Yes you have had a look at the website b4, I remember know  No I didnt have Miesha then, Alice need a running partner  and after a year of reserching the different sight hounds in came Miesha lol, and never looked back.

Sam XX


----------



## jampott (Sep 6, 2003)

spilmah said:


> jampott said:
> 
> 
> > Miesha looks very cute indeed. Is she as soppy as she looks?
> ...


I can believe that. My dogs would love some chickens. They get on really really well with the cats


----------



## spilmah (Nov 28, 2003)

jampott said:


> The leader of the pack, Cassie. Not too far distant from a Lilac Burm in colour, shape and temperament. Absolutely will not leave you alone if she wants to be fussed, and THE most prolific mouser. She likes to give daddy a present, usually in the middle of the night. Will cuddle up with Yogi or one of the dogs if I'm doing something else.
> 
> 
> 
> ...


I love your cassie she is absolutly gorgeous, is she able to have anymore litters or have you had her done know??
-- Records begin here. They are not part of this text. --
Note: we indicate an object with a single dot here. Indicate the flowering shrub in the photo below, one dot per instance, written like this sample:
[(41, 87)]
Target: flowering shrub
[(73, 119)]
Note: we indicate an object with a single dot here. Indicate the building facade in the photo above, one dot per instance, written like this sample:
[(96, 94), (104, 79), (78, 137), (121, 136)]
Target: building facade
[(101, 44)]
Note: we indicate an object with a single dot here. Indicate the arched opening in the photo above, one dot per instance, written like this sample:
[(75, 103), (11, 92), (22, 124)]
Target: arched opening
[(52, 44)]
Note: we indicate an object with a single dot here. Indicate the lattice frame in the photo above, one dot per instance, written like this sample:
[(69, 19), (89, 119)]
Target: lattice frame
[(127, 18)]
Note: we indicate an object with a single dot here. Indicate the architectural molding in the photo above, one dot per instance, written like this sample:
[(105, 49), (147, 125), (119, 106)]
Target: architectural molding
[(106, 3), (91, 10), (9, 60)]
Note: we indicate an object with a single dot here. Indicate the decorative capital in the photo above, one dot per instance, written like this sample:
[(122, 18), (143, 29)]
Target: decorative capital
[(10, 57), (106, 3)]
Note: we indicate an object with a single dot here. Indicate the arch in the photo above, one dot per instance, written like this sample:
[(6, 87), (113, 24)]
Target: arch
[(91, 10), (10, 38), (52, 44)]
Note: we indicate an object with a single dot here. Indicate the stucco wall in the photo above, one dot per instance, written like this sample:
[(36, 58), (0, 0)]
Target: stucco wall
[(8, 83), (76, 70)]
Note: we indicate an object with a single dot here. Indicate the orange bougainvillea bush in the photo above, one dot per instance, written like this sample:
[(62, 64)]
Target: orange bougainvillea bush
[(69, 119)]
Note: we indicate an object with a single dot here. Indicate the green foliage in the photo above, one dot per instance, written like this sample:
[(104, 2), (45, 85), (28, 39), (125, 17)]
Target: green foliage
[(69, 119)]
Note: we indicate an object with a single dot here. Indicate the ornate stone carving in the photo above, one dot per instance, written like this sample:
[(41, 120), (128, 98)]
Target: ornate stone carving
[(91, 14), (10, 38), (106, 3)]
I had a great big blue Tom cat that I bred 10 years ago, he was the love of my life, but he sadly passed on in March this year, I thought my world was going to end, I couldnt stop crying for two weeks, I felt so silly I would be out and just burst in to tears, I looked like a flipplin panda 

Your dogs are lovely too, being mainly a dog person I would say that LOL


----------



## Rogue (Jun 15, 2003)

My dog, Maddie.
We got her from the local dog shelter.
She's a very nervous dog, and not very good with strangers, but she's very intelligent and loving.


----------



## jampott (Sep 6, 2003)

spilmah said:


> jampott said:
> 
> 
> > The leader of the pack, Cassie. Not too far distant from a Lilac Burm in colour, shape and temperament. Absolutely will not leave you alone if she wants to be fussed, and THE most prolific mouser. She likes to give daddy a present, usually in the middle of the night. Will cuddle up with Yogi or one of the dogs if I'm doing something else.
> ...


I'm afraid she's been "done" 

From the litter of 5, I kept 3. She had 2 ginger toms, 2 jet black and 1 exactly like her, except with a different shaped face (more rounded and tabby-like, and less oriental looking).

The ginger tom (Oliver) I kept, vanished at about 6 months old 

The other grey/pink (Haggis) was unfortunately left behind when I moved house this time last year and found a new home. She vanished about a week before I moved and didn't return until after I'd gone. I had friends looking out, and she was spotted, but nobody was able to entice her into a basket. She's still in the area, though, so I'm happy she's been taken in and has a happy life still.

Molly is the remaining one I have.

The other 2 went to a friend I since lost touch with, but I know they'll be happy there


----------



## spilmah (Nov 28, 2003)

jampott said:


> I'm afraid she's been "done"


Oh thats such a shame 

I love to see all the dogs from the rescue shelters that have found loving homes. 

It takes a special person to rescue a dog, cos you never know what your getting, you may get a bit of the dogs background but its still a gamble.

SamXX


----------



## NaughTTy (Jul 9, 2003)

My new cat:

http://www.broenink-art.nl/maukie2.swf

He likes a mouse to move around :wink: :roll:


----------



## spilmah (Nov 28, 2003)

NaughTTy said:


> My new cat:
> 
> http://www.broenink-art.nl/maukie2.swf
> 
> He likes a mouse to move around :wink: :roll:


Very Clever LOL :lol:

Sam XX


----------